Echoing a number of local municipalities, Sonoma County officials Tuesday narrowly prohibited new gas and diesel infrastructure in parts of the county.
The move won't force any of the 46 stations located in unincorporated areas to close, though they won't be allowed to add more pumps.
Cashless stations dispensing gas to fleet customers using cards, or private distributors serving agricultural users and heavy equipment rental businesses are exempt.
While the ban on new fossil fuel stations is symbolically significant, Supervisor Chris Coursey offered reassurance that it's far from revolutionary.
"It's not doing away with anybody's gasoline-powered car, it's not doing away with their gasoline. There's more, more room at the gas station every day with all the electric cars that are coming out there, unless you go to Costco, there's not more room at Costco."
Fuel prices at Costco gas stations tend to be among the lowest in the county, but require an annual membership.
After much deliberation, the measure was approved 3-2, with supervisors Gore and Rabbitt opposed. The two took issue with an amendment prohibiting a planned rental car filling station at Sonoma County Airport.
Rental car companies aren't able to make a major shift yet. Airport manager Jon Stout said limited charging infrastructure at the airport means gas-powered vehicles are far more popular, both for customers and rental companies.

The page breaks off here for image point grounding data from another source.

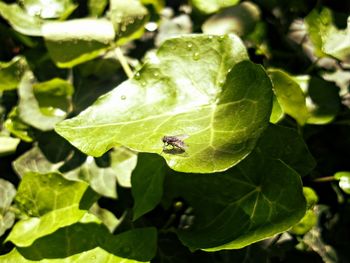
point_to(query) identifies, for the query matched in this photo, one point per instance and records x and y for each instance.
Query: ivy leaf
(344, 181)
(101, 180)
(11, 72)
(49, 9)
(42, 105)
(123, 162)
(326, 37)
(245, 204)
(128, 18)
(147, 183)
(240, 20)
(76, 41)
(223, 106)
(212, 6)
(8, 145)
(7, 217)
(34, 161)
(51, 202)
(286, 144)
(20, 20)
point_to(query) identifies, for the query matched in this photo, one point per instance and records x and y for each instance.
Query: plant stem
(123, 62)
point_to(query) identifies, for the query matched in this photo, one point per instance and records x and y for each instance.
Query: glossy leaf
(20, 20)
(96, 255)
(147, 183)
(42, 105)
(11, 72)
(289, 95)
(256, 199)
(287, 145)
(16, 126)
(212, 6)
(34, 161)
(326, 37)
(51, 202)
(123, 162)
(7, 217)
(344, 181)
(223, 107)
(240, 20)
(128, 18)
(76, 41)
(49, 9)
(102, 180)
(8, 145)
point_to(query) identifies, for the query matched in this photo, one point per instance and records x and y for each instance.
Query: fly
(177, 143)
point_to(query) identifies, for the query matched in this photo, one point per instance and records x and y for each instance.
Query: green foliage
(174, 131)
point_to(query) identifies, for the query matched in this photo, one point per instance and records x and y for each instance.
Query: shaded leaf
(51, 201)
(212, 6)
(256, 199)
(147, 183)
(20, 20)
(7, 194)
(326, 37)
(287, 145)
(223, 107)
(75, 41)
(123, 162)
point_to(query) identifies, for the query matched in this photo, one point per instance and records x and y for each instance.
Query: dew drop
(196, 56)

"When a customer shows up to rent a car, they want to be able to provide a car to those customers that have a full charge. They are projecting they will need at least fifteen level three chargers, which consumes a significant amount of power. They're going to still have problems being able to support the fleet," Stout said
Upgrades to a nearby PG&E substation enabling the installation of more chargers is five or six years away, he added.
Stout also said rental companies have sought their own fueling facility at the airport as currently, they must have staffers on hand to drive vehicles off-site for fueling.